そのままただ突っ立ったまま呆然としていると、そんなに時間も経たない内に、白い霞がさぁーっと引いて視界が開けてきた。
今度はシグルンは見覚えのある場所に立っていた。
つい先程までは夜だったというのに、シグルンは眩しい光に目を細める。
そこはシグルンの住む丘の向こう、さらに奥に行った先——隣国と国境を隔てるようになだらかに連なるラップラントの山の森の中だった。
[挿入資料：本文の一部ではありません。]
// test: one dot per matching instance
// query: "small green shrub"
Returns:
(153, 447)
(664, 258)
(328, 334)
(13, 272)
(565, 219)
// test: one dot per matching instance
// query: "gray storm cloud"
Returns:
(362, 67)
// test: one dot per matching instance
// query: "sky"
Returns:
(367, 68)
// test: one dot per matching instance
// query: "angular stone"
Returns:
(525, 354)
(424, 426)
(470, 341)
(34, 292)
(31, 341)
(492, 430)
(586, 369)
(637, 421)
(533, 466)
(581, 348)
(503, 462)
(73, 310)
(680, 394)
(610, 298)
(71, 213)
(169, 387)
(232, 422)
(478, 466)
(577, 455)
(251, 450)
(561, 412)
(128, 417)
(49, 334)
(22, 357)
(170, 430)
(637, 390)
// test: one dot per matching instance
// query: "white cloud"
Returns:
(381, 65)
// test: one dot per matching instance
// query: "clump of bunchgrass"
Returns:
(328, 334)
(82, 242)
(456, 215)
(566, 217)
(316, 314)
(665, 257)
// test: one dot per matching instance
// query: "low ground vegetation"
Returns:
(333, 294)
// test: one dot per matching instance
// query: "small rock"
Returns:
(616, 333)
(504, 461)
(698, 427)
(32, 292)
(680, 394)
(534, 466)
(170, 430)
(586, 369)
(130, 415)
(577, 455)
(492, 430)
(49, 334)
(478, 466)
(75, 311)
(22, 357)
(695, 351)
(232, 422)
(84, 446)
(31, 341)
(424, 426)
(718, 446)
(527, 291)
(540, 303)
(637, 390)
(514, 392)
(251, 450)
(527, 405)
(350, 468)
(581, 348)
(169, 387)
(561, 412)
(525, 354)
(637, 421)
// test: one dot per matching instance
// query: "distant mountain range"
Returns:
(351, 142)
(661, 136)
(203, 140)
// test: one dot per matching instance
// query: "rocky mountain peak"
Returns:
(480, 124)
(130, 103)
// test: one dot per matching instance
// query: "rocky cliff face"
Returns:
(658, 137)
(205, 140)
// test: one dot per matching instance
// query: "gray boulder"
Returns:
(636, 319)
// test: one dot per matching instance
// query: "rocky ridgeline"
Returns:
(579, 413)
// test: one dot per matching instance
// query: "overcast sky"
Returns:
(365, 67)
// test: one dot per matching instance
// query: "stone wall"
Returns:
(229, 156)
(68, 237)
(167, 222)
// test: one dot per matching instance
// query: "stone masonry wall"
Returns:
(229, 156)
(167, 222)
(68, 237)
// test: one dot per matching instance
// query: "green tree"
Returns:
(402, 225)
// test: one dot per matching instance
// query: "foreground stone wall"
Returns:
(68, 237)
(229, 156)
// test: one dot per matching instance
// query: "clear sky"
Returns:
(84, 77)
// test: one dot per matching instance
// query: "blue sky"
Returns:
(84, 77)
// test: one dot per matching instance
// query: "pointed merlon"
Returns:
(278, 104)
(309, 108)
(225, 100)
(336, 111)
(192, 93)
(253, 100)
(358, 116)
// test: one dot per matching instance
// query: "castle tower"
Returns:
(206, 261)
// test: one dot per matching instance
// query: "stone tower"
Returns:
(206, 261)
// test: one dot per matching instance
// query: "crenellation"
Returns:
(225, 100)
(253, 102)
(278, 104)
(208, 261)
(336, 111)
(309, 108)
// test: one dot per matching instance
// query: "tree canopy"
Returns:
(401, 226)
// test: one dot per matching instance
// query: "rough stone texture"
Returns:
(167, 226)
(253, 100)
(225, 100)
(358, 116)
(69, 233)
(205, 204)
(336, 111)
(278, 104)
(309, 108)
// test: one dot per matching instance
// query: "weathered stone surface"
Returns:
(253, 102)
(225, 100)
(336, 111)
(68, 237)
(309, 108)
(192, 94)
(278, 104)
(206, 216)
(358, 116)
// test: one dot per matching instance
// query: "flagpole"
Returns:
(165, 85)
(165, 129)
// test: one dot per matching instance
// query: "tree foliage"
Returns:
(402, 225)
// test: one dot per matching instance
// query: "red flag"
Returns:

ここは薪を集めたり、薬草採取したりするよく見知った場所でもある。
空は雲一つなく青々と晴れ渡り、木々の葉は涼やかな風にいつもと変わりなく揺れていた。
(え? ここは……森?)
シグルンはまるで石膏のように驚きで固まった。
一瞬魔法の仕業かと思ったが、こんなリアルな魔法がこの世にあるというのだろうか。
『——ク……った……わ!!』
ふいに背後から女声がした。
不明瞭な言葉だが、何かの叫び声。
シグルンが弾かれるように振り返った先には、銀色の髪の女がこちらに向かって走ってくるではないか。
櫛通りの良さそうな真っ直ぐ伸びた銀色の髪。アーモンド型に縁取られた目に収まった黒曜石の瞳。形の良い鼻梁と唇。
目の前には見目麗しい女が迫っていた。
さらに耳の先は尖ってつんとしており、背中には筋の入った透明な翅を生やしている。
その姿はさながら神話の世界に登場する精霊のようだった。女は神がかった震える美しさで眩しい光を放っている。
(ぶ、打つかる!!)
シグルンは後光が差す美しい女を避けることができず、咄嗟に目を瞑った。
しかし、衝撃は何もない。
片目から恐る恐る目を開けてみると、目の前には誰もいない。いや、誰もいないのではなく、正しくは女はすでにシグルンを通り抜けていたのだ。
まるで幽霊のように。
シグルンは心臓がドキドキし過ぎて壊れてしまうのではないかと思った。
女を目で追いかけると、女は男と抱き合っていた。
シグルンは逢瀬の瞬間に顔を赤らめながらも、なぜか目を離すことができず、むしろどういうことなのかと、女と同じ尖った自分の耳をぴんと立てて聞き入る。
『会いたかったわ!』
『私もだよ、フレイヤ』
抱き締める男に翅はなかった。普通の人間の男のようだ。
亜麻色の髪に理知的なエメラルドの瞳。知性と力強さの同居した顔立ち。男は青い絹サテンの外套を羽織り腰には剣を下げ、騎士然とした出で立ちだ。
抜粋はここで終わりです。